A sad fact, of course, about adult life is that you see the very things you’ll never adapt to coming toward you on the horizon. You see them as the problems they are, you worry like hell about them, you make provisions, take precautions, fashion adjustments; you tell yourself you’ll have to change your way of doing things. Only you don’t. You can’t. Somehow it’s already too late. And maybe it’s even worse than that: maybe the thing you see coming from far away is not the real thing, the thing that scares you, but its aftermath. And what you’ve feared will happen has already taken place. This is similar in spirit to the realization that all the great new advances of medical science will have no benefit for us at all, though we cheer them on, hope a vaccine might be ready in time, think things could still get better. Only it’s too late there too. And in that very way our life gets over before we know it. We miss it. And like the poet said: “The ways we miss our lives are life.”
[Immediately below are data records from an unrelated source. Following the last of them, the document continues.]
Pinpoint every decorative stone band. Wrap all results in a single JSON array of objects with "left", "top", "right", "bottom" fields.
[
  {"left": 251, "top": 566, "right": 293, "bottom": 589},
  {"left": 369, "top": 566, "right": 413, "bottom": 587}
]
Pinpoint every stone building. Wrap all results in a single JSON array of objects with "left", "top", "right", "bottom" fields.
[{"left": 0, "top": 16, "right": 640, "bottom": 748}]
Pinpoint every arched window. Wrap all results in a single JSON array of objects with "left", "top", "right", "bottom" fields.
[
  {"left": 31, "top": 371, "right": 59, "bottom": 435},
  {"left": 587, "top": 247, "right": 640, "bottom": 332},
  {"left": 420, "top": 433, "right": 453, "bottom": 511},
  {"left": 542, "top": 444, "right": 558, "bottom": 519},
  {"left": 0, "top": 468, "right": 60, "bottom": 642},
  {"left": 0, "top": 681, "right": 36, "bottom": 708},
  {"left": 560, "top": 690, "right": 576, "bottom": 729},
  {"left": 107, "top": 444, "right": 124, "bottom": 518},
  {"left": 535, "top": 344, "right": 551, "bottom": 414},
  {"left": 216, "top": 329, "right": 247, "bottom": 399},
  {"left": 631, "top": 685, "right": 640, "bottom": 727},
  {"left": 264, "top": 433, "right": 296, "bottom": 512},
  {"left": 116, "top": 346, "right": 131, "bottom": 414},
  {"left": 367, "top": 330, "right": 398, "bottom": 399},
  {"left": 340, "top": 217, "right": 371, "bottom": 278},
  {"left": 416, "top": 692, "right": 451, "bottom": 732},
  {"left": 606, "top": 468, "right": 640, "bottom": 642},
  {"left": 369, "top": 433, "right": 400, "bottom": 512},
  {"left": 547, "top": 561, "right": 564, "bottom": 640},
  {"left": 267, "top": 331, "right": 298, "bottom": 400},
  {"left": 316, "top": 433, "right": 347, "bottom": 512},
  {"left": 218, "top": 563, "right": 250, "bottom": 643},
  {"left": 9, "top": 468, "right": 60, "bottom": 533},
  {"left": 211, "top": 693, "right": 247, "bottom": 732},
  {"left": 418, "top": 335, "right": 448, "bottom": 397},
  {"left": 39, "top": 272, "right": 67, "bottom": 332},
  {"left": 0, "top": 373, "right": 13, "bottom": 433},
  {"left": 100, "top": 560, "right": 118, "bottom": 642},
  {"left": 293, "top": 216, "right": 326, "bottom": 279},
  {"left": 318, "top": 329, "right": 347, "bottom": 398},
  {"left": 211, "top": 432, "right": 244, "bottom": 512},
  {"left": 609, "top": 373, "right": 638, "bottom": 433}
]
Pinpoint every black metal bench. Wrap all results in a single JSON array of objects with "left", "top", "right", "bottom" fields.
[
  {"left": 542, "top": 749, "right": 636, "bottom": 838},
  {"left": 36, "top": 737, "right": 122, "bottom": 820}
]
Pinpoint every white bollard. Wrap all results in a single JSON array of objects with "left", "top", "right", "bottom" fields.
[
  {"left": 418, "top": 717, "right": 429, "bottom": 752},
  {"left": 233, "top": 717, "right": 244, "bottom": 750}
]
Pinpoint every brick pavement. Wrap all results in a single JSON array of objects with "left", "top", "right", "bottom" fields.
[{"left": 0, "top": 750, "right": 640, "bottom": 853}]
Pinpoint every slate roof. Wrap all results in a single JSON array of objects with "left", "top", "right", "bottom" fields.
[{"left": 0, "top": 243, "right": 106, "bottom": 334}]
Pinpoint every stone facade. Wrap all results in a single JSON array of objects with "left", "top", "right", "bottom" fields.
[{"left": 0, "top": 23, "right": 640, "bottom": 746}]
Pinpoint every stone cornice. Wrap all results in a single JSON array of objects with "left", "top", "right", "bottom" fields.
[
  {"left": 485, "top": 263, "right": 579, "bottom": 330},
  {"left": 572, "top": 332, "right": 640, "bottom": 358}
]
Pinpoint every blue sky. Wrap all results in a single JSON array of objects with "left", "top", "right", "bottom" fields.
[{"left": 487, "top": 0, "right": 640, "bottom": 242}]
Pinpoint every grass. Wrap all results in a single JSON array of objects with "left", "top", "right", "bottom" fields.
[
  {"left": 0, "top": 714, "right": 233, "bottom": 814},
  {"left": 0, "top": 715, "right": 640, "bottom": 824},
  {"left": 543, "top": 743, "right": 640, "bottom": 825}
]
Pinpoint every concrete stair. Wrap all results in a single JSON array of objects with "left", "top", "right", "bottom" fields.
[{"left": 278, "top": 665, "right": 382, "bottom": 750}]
T his morning I am up early, in my upstairs office under the eaves, going over a listing logged in as an “Exclusive” just at closing last night, and for which I may already have willing buyers later today. Listings frequently appear in this unexpected, providential way: An owner belts back a few Manhattans, takes an afternoon trip around the yard to police up bits of paper blown from the neighbors’ garbage, rakes the last of the winter’s damp, fecund leaves from under the forsythia beneath which lies buried his old Dalmatian, Pepper, makes a close inspection of the hemlocks he and his wife planted as a hedge when they were young marrieds long ago, takes a nostalgic walk back through rooms he’s painted, baths grouted far past midnight, along the way has two more stiff ones followed hard by a sudden great welling and suppressed heart’s cry for a long-lost life we must all (if we care to go on living) let go of … And boom: in two minutes more he’s on the phone, interrupting some realtor from a quiet dinner at home, and in ten more minutes the whole deed’s done. It’s progress of a sort. (By lucky coincidence, my clients the Joe Markhams will have driven down from Vermont this very night, and conceivably I could complete the circuit — listing to sale — in a single day’s time. The record, not mine, is four minutes.)